Pero entre todos los males que nos afligen, hay uno que es imposible compartir con los demás porque se da por entero a quien se entrega, sin conceder la posibilidad de ser fraccionado en partes menores, con fin de ser repartidas entre quienes desearían aliviar al sufridor, llevándose parte de ellas.
Experiencias de vida nos sobran para saber que el dolor ?moral o físico- es personal e intransferible, nos busca uno por uno, siempre lo hace a destiempo, muchas veces sin avisar y con intención de hacernos daño, aislándonos de los demás, con empeño en debilitar nuestras ganas de vivir, y deletreando nuestro nombre para que no haya duda a quien busca para amargarle la vida con un golpe malhadado.
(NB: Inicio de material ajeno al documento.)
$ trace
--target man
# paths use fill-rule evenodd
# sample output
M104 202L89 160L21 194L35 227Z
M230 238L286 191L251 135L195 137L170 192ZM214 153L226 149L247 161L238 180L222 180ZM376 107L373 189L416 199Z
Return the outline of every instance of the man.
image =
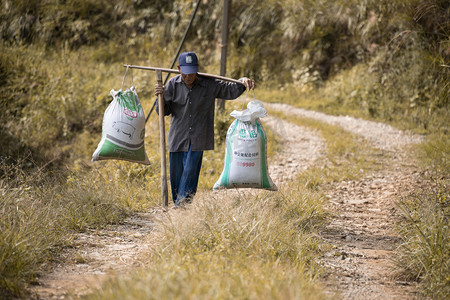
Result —
M180 75L165 87L155 86L155 95L164 93L164 115L171 115L169 161L175 207L191 201L197 192L203 151L214 149L215 99L236 99L246 88L255 87L246 77L238 84L199 76L193 52L182 53L178 63Z

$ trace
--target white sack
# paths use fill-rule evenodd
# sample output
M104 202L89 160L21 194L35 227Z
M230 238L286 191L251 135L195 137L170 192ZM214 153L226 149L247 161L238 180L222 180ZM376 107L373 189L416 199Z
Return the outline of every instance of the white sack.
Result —
M113 101L103 116L102 139L92 161L119 159L150 164L144 148L145 115L136 89L111 90L110 94Z
M248 103L246 110L231 113L236 120L228 128L224 169L213 189L277 190L268 173L266 133L259 120L266 115L258 100Z

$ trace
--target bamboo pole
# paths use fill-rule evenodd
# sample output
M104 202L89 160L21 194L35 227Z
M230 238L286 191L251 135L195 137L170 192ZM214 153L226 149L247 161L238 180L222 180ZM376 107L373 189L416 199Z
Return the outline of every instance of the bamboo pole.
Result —
M180 73L180 71L178 71L178 70L167 69L167 68L145 67L145 66L135 66L135 65L123 65L123 66L124 67L128 67L128 68L132 68L132 69L161 71L161 72L176 73L176 74ZM200 73L200 72L198 72L197 74L200 75L200 76L211 77L211 78L215 78L215 79L220 79L220 80L224 80L224 81L229 81L229 82L242 84L242 82L237 80L237 79L228 78L228 77L225 77L225 76L213 75L213 74L208 74L208 73Z
M156 81L162 86L162 71L156 70ZM164 93L158 95L159 107L159 140L161 146L161 197L162 206L169 205L167 191L167 170L166 170L166 129L164 124Z

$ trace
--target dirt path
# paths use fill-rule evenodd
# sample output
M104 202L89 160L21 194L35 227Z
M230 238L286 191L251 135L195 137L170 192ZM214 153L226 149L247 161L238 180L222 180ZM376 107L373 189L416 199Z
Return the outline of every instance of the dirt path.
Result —
M392 258L400 241L394 231L395 202L419 181L419 174L403 150L422 138L382 123L329 116L285 104L269 107L341 126L384 150L378 158L380 171L325 188L328 210L333 215L321 233L332 246L322 259L328 293L342 299L415 299L412 286L395 280Z
M270 105L270 109L342 126L393 154L380 161L390 166L382 172L327 187L334 218L323 233L323 238L333 245L322 261L328 270L325 284L330 294L338 292L344 299L413 298L411 287L389 277L389 259L398 239L392 230L393 202L416 180L414 171L404 165L404 157L395 153L418 138L383 124L332 117L284 104ZM264 118L263 124L284 137L282 150L269 161L269 173L279 187L324 154L325 143L317 132L271 117ZM122 225L78 234L75 247L63 253L64 263L53 267L33 288L36 298L81 296L98 287L108 274L123 274L142 265L140 258L154 243L151 232L158 226L161 214L156 209L133 216Z
M391 260L400 241L394 203L411 191L417 173L390 163L383 171L327 188L334 217L322 237L333 248L322 262L328 288L343 299L415 298L412 286L395 280Z

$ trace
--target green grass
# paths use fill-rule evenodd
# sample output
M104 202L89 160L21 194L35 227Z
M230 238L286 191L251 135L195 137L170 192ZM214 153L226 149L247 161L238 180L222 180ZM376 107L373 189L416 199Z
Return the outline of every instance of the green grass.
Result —
M142 270L87 298L324 299L312 234L325 217L323 199L284 192L198 194L188 210L162 219Z
M415 54L416 60L419 56L418 53ZM287 103L331 115L350 115L385 122L419 134L448 135L449 81L441 79L441 82L434 83L435 86L430 91L427 88L427 94L421 98L422 96L417 95L424 93L422 89L411 90L409 87L420 86L426 80L421 77L425 76L421 74L422 70L432 73L432 67L427 65L429 62L421 61L423 68L411 66L412 69L408 69L402 59L408 58L397 58L395 68L384 73L367 71L371 64L376 62L361 63L349 70L343 70L319 85L268 83L261 87L259 99ZM446 72L442 70L441 73ZM382 76L392 78L381 84ZM407 80L408 76L415 78L415 82Z
M120 223L160 203L158 184L145 179L145 170L121 163L76 164L53 175L23 168L0 162L1 296L25 296L24 286L74 233Z
M421 294L446 299L450 293L450 198L447 180L431 180L399 201L403 237L398 276L420 283Z
M450 293L449 140L435 134L416 156L424 175L410 195L399 199L403 240L395 259L399 277L417 281L424 296L445 299Z

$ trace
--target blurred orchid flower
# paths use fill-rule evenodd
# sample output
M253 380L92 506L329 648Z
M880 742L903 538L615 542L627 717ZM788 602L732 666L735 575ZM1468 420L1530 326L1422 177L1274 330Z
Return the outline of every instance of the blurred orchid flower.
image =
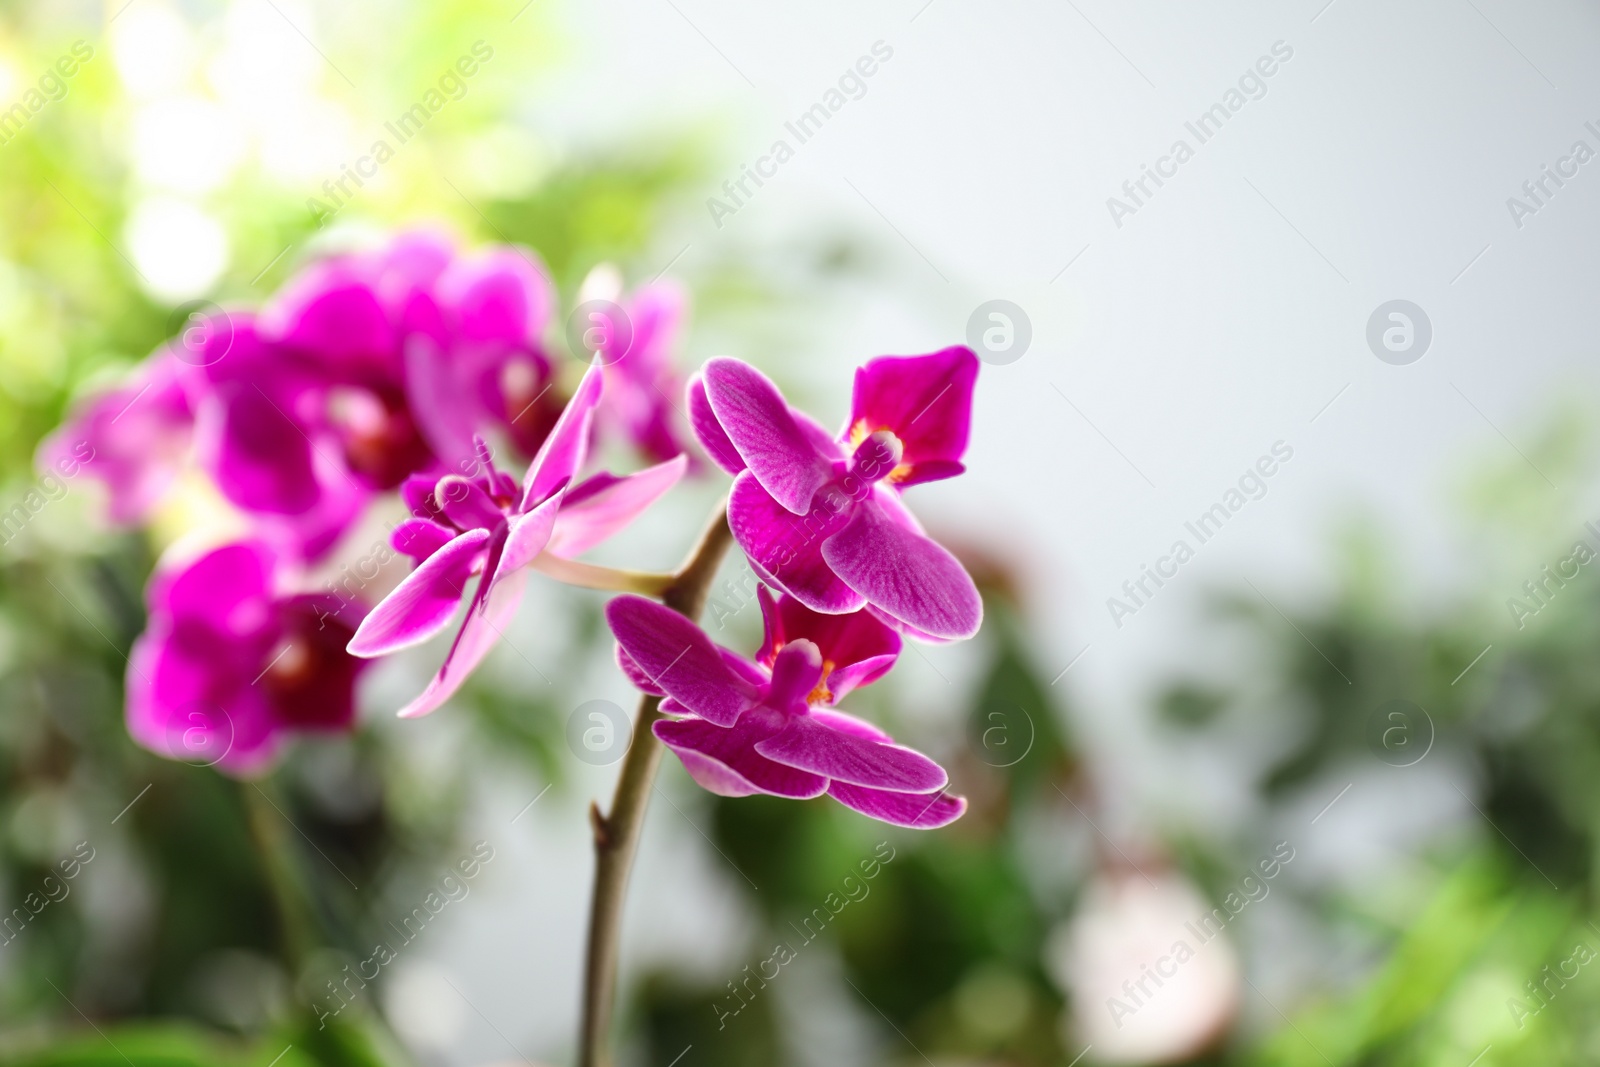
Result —
M874 359L856 371L835 440L754 367L710 360L690 382L689 417L735 476L728 523L757 574L825 614L870 606L913 636L976 633L977 587L899 491L965 469L977 374L962 347Z
M158 569L150 623L128 658L128 732L158 755L230 774L264 770L285 735L348 729L356 677L345 652L359 605L286 595L285 559L261 540Z
M526 254L461 257L428 233L315 263L197 361L201 464L316 558L374 495L470 464L479 432L537 448L559 407L537 341L550 305Z
M864 815L917 829L947 825L966 810L964 799L945 791L949 778L933 760L825 706L832 698L829 683L843 679L815 641L775 641L769 633L763 649L771 658L763 666L720 648L693 622L643 597L612 600L606 621L629 676L646 692L666 696L663 712L682 716L656 722L655 735L711 792L796 800L827 793ZM891 653L876 651L888 647L883 635L876 644L845 627L828 636L833 654L849 661L846 677L868 663L861 675L881 674L888 669L883 656L892 663Z
M39 445L39 468L87 471L105 484L112 522L143 521L177 481L194 437L182 369L169 348L157 349Z
M591 309L591 321L602 320L592 334L606 378L595 431L627 440L657 461L684 452L686 434L674 406L683 380L672 356L688 296L670 281L641 285L624 296L622 275L602 263L584 279L578 300L580 308Z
El dolor es algo lacerante que desdobla al dolorido en personalidad diferente a la suya propia, aportando la angustia irredimible de saber que tal carga llega sin haber hecho mérito alguno para merecerla, como carta de identidad en el infortunio que identifica al doliente ante el mundo para ser compadecido por quienes le ven con el sufrimiento a cuestas esperando una redención que no siempre llega, porque la muerte lo desautoriza.
Entonces se hace preciso entender lo que nadie puede aprehender ni pretender comprehender, porque la adversidad escapa a la lógica del corazón, estimula la rebeldía, alienta la queja y promueve la indeseable pregunta que hace el desdichado al azar: "¿Por qué me ha tenido que tocar a mí la adversidad que no merezco?", convirtiendo su dolor en lágrimas desconsoladas.